Lourdes: between medicine and the Madonna

Lee Marshall10 April 2012

Things are looking up on the Lido. The first week of the festival has already produced more strong and tasty titles than the whole of last year’s slack line-up put together.

But only one competition film so far can aspire to contemporary classic status: Jessica Hausner’s Lourdes.

Set in the eponymous French pilgrimage town, the Austrian director’s film is a calm, intelligent, understated study of the miracle factory and the hopeful pilgrims who flock there in search of the divine cure that human healers have been unable to deliver.

There’s a dowdy institutional beigeness to the film’s interiors; these staid pilgrim hospices and waiting rooms resemble the sad hotels that Communist Eastern Europe used to be so good at.

Into these regulated, polished spaces comes a group of French pilgrims, some of whom have severe physical or mental disabilities. The story (and the camera) soon home in on wheelchair-bound MS sufferer Christine (elfin charmer Sylvie Testud), who seems, as one of the group archly observes, "not as pious as she might be"; she’s a serial pilgrimage tourist who seems to use these subsidised holidays as a way to get out of the house and meet people.

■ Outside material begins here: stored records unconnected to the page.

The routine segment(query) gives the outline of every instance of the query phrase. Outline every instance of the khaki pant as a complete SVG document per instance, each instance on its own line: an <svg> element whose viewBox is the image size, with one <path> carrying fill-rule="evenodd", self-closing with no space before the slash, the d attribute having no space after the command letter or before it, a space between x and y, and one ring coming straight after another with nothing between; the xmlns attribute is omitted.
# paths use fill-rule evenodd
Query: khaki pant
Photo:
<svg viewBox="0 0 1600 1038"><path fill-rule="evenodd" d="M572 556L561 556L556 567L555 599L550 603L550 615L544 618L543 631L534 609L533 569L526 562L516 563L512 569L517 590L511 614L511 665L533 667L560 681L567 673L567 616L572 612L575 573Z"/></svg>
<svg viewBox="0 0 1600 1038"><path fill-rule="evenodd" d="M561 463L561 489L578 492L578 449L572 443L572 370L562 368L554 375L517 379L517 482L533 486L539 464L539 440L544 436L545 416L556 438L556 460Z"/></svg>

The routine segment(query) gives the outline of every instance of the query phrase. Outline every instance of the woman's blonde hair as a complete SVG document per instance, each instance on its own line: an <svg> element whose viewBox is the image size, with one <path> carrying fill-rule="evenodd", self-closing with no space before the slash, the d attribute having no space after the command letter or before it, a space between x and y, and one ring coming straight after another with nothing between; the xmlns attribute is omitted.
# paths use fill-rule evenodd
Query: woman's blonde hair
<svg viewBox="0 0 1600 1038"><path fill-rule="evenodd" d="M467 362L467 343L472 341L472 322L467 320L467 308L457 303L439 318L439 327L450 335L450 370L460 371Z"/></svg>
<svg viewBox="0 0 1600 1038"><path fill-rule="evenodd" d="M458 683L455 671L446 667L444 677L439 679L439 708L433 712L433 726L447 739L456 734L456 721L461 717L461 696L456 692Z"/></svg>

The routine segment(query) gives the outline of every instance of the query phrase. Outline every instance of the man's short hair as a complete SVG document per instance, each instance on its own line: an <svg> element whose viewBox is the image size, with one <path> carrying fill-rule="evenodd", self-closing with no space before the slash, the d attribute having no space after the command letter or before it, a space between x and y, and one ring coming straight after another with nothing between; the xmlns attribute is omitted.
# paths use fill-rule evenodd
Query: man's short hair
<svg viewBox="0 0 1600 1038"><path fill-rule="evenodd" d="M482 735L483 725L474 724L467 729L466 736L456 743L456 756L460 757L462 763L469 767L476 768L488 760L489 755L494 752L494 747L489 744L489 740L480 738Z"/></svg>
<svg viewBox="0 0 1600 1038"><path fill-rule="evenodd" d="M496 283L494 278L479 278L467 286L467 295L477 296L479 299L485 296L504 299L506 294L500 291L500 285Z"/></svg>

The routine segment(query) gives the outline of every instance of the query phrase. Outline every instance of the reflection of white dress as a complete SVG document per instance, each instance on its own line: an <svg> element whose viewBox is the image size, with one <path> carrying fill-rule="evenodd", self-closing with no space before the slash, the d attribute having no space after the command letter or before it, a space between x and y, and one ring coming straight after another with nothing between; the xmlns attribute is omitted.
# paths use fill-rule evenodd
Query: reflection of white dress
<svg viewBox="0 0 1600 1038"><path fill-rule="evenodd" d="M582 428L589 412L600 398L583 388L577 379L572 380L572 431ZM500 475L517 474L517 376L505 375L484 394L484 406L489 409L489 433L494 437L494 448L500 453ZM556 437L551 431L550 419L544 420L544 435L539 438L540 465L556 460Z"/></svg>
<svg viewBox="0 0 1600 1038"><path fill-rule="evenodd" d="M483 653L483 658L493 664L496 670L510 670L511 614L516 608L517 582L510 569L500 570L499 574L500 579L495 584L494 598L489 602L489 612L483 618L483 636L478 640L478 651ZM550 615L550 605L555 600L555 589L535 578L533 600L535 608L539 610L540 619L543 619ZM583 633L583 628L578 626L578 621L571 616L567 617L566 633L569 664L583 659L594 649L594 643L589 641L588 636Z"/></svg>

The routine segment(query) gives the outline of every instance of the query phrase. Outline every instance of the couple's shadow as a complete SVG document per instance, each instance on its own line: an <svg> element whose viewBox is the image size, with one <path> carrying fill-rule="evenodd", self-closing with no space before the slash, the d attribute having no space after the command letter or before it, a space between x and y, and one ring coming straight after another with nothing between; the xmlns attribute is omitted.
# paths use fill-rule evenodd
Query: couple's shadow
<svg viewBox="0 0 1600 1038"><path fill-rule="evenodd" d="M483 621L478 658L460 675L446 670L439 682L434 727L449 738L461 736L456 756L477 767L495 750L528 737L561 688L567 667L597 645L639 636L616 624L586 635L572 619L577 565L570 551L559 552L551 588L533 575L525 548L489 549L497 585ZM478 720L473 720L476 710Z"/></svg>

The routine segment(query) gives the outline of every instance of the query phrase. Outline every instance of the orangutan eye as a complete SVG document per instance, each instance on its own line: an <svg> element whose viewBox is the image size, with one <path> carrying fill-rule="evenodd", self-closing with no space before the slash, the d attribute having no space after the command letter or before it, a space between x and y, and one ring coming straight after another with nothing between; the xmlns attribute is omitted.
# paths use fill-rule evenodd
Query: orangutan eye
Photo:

Events develop in a direction that follows the Hollywood script in one sense — it’s no spoiler to reveal that a miracle of sorts takes place. But the unsentimental, wry style in which the film is shot and narrated arms and educates its audience against the easy feelgood ending — while at the same time leaving the door open to the possibility that something wondrous has happened.

Hausner walks a tightrope between hope and realism, between medicine and the Madonna — and the result is an austere, measured, sceptical, sensitive film that lingers in the mind for days as we attempt to tease out its very human complexities.